After playing around a little, the simplest way I could come up with was to add a method to the class for use in the instance.

class GMapKey k where
  data GMap k :: * -> *
  empty       :: GMap k v
  lookup      :: k -> GMap k v -> Maybe v
  insert      :: k -> v -> GMap k v -> GMap k v
  showGMap    :: (Show v) => GMap k v -> String

Then you can make a single general catch-all instance.

instance (GMapKey k, Show v) => Show (GMap k v) where
  show = showGMap

This is a little less smooth than I would desire, but it's not too awfully bad. My main lament with this method is that it precludes deriving Show on the instances, i.e.

instance GMapKey Int where
  data GMap Int v        = GMapInt (Data.IntMap.IntMap v)
      deriving (Show)
  ...

is illegal because it overlaps with our catch-all instance. This could be kind of a pain if the type gets complex. The next method does not suffer from this problem.

Anyway, now we have an instance and can use it like usual.

example :: (GMapKey k, Show v) => GMap k v -> String
example gmap = show gmap

Dictionary method

If you need to use deriving Show, you could do it a more modern way using the constraints package.

{-# LANGUAGE ScopedTypeVariables, TypeApplications #-}
import Data.Constraint

It also involves adding a method, but instead of returning a String, it returns a whole Show dictionary.

class GMapKey k where
  data GMap k :: * -> *
  empty       :: GMap k v
  lookup      :: k -> GMap k v -> Maybe v
  insert      :: k -> v -> GMap k v -> GMap k v
  showGMap    :: (Show v) => Dict (Show (GMap k v))

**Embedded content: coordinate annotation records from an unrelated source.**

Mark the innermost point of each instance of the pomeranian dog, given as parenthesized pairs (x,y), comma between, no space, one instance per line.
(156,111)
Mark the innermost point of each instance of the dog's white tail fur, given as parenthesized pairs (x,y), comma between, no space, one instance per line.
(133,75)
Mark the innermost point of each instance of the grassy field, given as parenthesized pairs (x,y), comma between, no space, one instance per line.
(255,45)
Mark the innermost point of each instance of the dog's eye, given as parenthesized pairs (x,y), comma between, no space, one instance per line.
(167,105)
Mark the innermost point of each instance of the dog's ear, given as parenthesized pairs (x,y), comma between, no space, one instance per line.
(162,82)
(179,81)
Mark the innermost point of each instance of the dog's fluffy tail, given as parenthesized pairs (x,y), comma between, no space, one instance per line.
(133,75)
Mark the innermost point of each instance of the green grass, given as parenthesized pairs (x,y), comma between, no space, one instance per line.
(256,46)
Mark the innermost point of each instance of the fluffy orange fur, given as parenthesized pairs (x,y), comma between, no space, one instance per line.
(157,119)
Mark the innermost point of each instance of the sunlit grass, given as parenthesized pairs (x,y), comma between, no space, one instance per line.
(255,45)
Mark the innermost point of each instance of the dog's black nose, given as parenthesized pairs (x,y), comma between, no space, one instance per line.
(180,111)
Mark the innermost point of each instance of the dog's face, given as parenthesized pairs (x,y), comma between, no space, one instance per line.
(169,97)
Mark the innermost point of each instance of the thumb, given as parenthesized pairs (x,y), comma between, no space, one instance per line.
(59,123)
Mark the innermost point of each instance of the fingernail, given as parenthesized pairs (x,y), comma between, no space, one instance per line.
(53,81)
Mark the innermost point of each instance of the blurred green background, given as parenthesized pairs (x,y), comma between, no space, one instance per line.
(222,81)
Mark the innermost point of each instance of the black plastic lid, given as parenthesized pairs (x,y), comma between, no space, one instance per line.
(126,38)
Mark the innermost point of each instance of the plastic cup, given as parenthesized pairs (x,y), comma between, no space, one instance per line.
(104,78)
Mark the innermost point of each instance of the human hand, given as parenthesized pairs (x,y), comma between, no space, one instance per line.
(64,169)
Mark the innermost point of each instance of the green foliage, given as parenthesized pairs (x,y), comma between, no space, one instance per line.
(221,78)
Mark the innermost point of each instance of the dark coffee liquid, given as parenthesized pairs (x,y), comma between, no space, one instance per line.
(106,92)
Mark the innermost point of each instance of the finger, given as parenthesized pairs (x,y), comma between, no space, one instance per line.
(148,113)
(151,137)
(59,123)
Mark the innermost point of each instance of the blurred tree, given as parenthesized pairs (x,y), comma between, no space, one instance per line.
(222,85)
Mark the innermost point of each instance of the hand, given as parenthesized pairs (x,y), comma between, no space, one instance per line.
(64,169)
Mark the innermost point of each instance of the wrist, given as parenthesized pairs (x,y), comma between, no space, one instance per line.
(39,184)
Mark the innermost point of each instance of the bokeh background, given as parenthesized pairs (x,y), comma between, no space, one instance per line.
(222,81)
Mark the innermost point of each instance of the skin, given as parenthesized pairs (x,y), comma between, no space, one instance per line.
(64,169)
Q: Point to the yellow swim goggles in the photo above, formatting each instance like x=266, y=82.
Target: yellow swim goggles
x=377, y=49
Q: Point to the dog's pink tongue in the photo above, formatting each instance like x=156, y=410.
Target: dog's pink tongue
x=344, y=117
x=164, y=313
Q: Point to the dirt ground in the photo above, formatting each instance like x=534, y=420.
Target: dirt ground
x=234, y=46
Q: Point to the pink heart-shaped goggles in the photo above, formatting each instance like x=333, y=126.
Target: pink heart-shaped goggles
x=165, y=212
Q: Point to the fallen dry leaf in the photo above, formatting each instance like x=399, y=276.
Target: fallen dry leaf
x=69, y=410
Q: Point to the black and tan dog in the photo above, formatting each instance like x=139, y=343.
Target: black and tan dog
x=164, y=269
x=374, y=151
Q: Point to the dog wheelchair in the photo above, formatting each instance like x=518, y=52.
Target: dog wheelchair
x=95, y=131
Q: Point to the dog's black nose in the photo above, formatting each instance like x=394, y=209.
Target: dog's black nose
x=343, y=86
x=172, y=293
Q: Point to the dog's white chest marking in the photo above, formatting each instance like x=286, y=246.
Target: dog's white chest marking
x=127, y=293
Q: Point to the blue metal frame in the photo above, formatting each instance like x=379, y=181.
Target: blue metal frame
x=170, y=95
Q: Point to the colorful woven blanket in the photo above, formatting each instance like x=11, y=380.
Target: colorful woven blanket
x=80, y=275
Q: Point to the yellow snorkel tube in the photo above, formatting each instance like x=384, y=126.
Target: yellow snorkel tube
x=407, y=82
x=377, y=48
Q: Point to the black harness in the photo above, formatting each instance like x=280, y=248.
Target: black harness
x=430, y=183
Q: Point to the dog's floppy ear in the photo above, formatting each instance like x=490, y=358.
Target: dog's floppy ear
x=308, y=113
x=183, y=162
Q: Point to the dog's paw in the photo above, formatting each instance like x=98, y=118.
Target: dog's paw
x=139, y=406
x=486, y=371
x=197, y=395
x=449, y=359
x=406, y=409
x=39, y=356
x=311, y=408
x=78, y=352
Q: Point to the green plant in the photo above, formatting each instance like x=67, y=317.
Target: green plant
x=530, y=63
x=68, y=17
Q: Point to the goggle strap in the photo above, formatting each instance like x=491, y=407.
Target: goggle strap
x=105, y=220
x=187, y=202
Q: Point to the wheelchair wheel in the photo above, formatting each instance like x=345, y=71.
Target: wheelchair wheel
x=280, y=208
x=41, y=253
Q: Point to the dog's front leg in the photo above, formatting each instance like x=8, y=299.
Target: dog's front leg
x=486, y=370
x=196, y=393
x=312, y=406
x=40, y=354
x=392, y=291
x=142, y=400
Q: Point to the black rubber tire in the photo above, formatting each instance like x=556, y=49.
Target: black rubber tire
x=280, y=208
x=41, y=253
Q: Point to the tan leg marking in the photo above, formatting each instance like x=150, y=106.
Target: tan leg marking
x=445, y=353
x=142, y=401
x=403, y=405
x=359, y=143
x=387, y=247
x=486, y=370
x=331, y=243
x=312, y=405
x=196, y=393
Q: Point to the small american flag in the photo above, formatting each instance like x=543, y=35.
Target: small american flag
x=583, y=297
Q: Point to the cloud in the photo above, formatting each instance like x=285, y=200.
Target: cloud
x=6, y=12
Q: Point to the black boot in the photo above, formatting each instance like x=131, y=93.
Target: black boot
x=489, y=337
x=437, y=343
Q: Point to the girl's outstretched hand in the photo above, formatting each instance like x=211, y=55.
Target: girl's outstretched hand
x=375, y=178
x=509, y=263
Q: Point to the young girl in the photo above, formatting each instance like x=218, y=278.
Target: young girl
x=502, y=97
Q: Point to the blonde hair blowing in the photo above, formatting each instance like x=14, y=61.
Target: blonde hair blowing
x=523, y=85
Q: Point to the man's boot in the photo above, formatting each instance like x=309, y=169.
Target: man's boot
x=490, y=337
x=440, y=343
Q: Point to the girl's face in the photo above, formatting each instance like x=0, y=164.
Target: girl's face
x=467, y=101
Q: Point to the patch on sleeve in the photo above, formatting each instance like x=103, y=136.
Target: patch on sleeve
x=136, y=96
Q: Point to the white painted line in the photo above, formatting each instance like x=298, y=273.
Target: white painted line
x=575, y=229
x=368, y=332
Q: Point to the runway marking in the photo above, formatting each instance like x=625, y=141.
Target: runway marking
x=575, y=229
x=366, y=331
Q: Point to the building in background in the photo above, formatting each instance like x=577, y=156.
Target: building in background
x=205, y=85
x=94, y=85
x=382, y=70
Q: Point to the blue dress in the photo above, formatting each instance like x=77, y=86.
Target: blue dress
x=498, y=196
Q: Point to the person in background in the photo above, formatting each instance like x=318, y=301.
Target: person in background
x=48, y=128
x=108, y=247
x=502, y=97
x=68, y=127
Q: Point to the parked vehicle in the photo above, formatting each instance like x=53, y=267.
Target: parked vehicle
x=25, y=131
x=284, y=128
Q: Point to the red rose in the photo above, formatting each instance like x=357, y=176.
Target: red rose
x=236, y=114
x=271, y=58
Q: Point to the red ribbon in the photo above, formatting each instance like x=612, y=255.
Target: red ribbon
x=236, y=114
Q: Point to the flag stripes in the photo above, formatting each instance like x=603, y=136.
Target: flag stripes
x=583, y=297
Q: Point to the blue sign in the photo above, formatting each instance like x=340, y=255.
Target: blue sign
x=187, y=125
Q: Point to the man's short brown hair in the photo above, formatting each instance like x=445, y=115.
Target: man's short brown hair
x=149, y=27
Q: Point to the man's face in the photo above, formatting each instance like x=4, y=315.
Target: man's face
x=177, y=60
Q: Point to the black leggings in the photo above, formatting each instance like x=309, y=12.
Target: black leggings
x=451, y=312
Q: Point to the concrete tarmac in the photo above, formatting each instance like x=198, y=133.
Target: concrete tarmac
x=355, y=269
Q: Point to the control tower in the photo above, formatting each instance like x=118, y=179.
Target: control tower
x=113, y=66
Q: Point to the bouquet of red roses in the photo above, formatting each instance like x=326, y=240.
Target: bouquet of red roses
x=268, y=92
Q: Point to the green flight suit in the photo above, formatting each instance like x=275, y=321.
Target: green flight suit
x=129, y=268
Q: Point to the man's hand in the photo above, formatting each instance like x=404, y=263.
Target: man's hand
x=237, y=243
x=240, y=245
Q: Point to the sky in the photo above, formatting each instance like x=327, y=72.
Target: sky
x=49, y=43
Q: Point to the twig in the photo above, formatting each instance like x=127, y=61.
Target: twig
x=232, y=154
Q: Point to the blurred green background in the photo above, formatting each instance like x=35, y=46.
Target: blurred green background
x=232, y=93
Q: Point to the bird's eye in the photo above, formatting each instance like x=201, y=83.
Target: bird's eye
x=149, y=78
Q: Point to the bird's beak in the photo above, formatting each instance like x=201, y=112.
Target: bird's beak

You can instantiate with deriving, and the showGMap instance is always the same.

 instance GMapKey Int where
   data GMap Int v        = GMapInt (Data.IntMap.IntMap v)
       deriving (Show)
   ...
   showGMap = Dict

(You could even use DefaultSignatures to avoid having to mention showGMap in the instances at all!)

Unfortunately, a catch-all instance will still overlap with this, and so we won't have a global Show instance for GMaps. However, we can manufacture one locally wherever we need it, using withDict

example :: forall k v. (GMapKey k, Show v) => GMap k v -> String
example gmap = withDict @k @v (show gmap)

which is annoying in a different way. Fortunately we only need to do this when we need a generic Show (GMap k v) instance -- if we already know what k is then the specific Show instances we derived will work.

Maybe there's a way to get the best of both worlds?

Answer 2

The GMapInt constructor is specific to, well, GMap Int, so you can't use it to construct/deconstruct GMap k for k other than Int.

You probably want this instance:

instance Show (GMap Int v) where                                                                                                                                      
  show (GMapInt _) = undefined

or, if Int is the only key type whose maps you whish to be showable (which I'd find strange),

instance (k ~ Int) => Show (GMap k v) where                                                                                                                                      
  show (GMapInt _) = undefined

The latter has the advantage that the type checker doesn't need to know that the keys are Int before resolving e.g. show empty (which wouldn't compile in the first approach without an explicit type signature), it instead can utilise the knowledge that the key type must always be Int. Often useful, though probably not the right thing in your application.